Leurs approches du sujet, surtout en ce qui concerne l’enseignement religieux sur la femme ainsi que les relations entre hommes et femmes, dans la société ou dans le cadre familial, ne sont pas uniformes, mais un point commun les caractérise : l’islam, dans ses textes sacrés, ne peut être considéré comme étant la cause première du statut discriminatoire imposé à la femme jusqu’à nos jours en de nombreux pays régis par la charia (la loi islamique).

LE REGARD DE L’ISLAM SUR LA FEMME

Ce sujet comporte deux aspects : l’inégalité de nature entre l’homme et la femme ; l’imputation de la faute originelle.

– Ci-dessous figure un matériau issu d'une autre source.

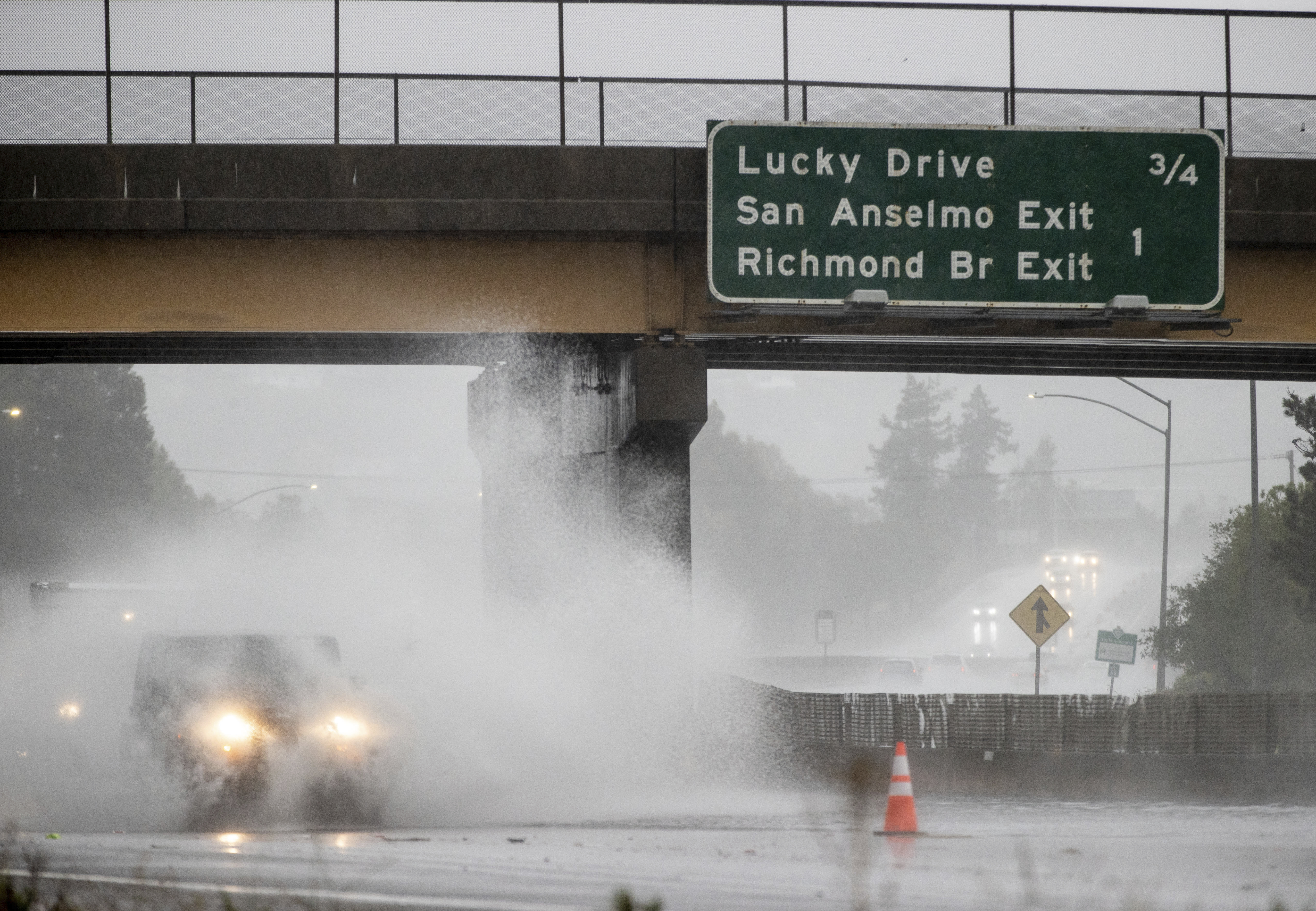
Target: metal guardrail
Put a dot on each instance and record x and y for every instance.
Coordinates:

L’inégalité de nature (ou ontologique) entre l’homme et la femme

Asma Lamrabet regrette l’importance accordée par l’exégèse islamique classique au récit de la Bible selon lequel la femme a été créée à partir d’une côte d’Adam (Genèse 2, 21-22) et l’érection de ce passage « en norme sacrée », d’où il résulte que Dieu aurait voulu faire des femmes des « créatures subalternes ». Or, souligne-t-elle, non seulement ce récit est absent du Coran mais il est contredit par ce dernier (4, 1) : « Ô vous les humains, craignez votre Seigneur qui vous a créés d’une seule essence et qui a créé d’elle son conjoint et qui de ces deux-là a fait propager beaucoup d’hommes et de femmes » (p. 15-17). 

Mais ce verset ne peut être assimilé à la mention biblique selon laquelle « Dieu créa l’homme à son image, à l’image de Dieu il le créa, homme et femme il les créa » (Gn 1, 27). C’est pourtant sur cette précision fondatrice que repose le concept de personne humaine, impliquant l’égalité en dignité, la complémentarité et la communion. Or, l’islam ignore cette réalité ontologique, le mot « personne » étant par ailleurs absent du vocabulaire arabe. Cf. A. Laurent, L’Islam pour tous ceux qui veulent en parler (mais ne le connaissent pas encore), Artège, 2017, p. 97.  

On lit en outre sous la plume d’A. Lamrabet qu’« aucun verset coranique ne justifie, n’accepte ou ne suppose une supériorité ou une domination des hommes sur les femmes. Rien ne l’affirme clairement dans le Texte, mais l’interprétation de certains versets a conforté les a priori culturels qui, par la force des choses, se sont confondus avec la parole divine et ont fait que ce discours est devenu inhérent à l’essence du religieux » (op. cit., p. 37).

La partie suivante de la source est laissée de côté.